Simplicity, Complexity and Emergence

john's picture

The Santa Fe Institute looks out over the city of Santa Fe.   From the terrace on the south side of the old mansion, the casual visitor is presented with a spectacular view of the Pojoaque valley to the west.

Something about the dry thin air, the mountainside setting of pinion and juniper, and the view to the distant Jemez mountains encourages a mode of pensive contemplation and intellectual self-renewal rarely felt in the sea-level world 7600 feet below.

As an External Professor at the Santa Fe Institute, I treasure my visits here, this week to attend the annual Trustees symposium and to work with colleagues in residence at the Institute.   To work at the Institute is to pursue the unraveling of mysteries using intellectual tools that are often unconventional, but rarely unproductive. 

The Institute was founded on the idea that complex systems, such as human societies, the global economy, the weather, the internet, and earthquakes, can all be understood and predicted using simple common principles.  While still a work in progress, these new approaches to science have found common expression in the idea of emergence. 

Stated simply, emergence is the concept that many of the recognizable, coherent structures that we see in the world around us have “emerged”  from an underlying, self-organizing, extended system as a result of  a universal dynamics.   Democratic governments emerge from self-interested societies.  Hurricanes emerge from the random motion of moist, heated air molecules.  Financial crashes emerge from the mechanics of stock markets.   The global internet and the new economy are emerging from networks of computers and routers.   And earthquakes emerge on driven tectonic fault systems.

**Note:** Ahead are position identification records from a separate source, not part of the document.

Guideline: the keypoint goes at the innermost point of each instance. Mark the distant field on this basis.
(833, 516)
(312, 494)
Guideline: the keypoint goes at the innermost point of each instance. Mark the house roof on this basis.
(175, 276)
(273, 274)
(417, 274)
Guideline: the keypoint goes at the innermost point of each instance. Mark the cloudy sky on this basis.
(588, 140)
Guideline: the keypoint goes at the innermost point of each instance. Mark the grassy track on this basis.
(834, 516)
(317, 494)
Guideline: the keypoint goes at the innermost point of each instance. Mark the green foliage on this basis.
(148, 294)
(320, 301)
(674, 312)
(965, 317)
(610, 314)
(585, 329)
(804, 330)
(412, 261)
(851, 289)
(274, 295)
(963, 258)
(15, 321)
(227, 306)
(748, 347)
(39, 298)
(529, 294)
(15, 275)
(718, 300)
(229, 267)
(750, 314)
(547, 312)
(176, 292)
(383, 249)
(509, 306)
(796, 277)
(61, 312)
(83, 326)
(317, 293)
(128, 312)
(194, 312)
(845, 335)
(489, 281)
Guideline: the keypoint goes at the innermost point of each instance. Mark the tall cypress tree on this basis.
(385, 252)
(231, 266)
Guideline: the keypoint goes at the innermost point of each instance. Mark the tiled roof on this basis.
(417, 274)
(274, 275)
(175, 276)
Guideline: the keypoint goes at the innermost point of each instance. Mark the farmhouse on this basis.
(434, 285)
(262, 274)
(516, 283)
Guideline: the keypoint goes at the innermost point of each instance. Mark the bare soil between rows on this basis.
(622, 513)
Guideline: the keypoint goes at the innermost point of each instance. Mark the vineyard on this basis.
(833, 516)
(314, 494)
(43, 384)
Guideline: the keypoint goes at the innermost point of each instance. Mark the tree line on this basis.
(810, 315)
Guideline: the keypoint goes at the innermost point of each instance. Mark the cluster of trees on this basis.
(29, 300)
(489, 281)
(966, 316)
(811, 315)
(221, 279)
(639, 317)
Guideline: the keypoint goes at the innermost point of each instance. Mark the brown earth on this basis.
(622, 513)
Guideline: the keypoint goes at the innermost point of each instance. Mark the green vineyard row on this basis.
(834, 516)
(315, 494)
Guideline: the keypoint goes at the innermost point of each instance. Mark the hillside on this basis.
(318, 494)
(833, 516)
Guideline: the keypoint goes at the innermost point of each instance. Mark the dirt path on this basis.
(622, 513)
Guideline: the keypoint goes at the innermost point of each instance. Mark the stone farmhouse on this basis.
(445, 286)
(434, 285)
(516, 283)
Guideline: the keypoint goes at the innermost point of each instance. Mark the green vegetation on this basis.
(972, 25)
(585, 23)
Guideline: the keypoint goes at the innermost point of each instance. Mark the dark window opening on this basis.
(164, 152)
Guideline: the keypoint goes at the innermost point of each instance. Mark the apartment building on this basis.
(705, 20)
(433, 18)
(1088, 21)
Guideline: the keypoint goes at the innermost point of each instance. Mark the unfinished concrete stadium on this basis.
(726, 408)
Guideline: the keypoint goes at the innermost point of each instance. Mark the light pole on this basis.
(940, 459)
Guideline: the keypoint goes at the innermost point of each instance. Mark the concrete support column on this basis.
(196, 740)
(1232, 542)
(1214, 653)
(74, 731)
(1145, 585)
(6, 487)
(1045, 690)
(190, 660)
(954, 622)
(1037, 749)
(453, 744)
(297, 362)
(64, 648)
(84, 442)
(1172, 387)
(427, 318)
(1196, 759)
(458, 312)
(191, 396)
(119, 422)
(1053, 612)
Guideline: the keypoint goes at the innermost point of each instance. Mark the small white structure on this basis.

According to current thinking, disaster-resilient societies arise as a result of a top-down system of government-funded studies, policies, and intervention, together with insurance products from a few large financial institutions.   Unfortunately, recent events such as hurricane Katrina, which destroyed New Orleans in 2005, and the May 12, 2008 Chengdu earthquake in China, which killed in excess of 80,000 human beings, vividly demonstrate the shortcomings of this approach.

To the contrary, we believe that, if given the proper information and tools, disaster-resilient societies will spontaneously emerge from self-organizing populations of neighborhoods, towns and cities working together.  Financial structures and disaster response resources will follow. 

From complexity to simplicity to emergence.   A new paradigm for the 21st century.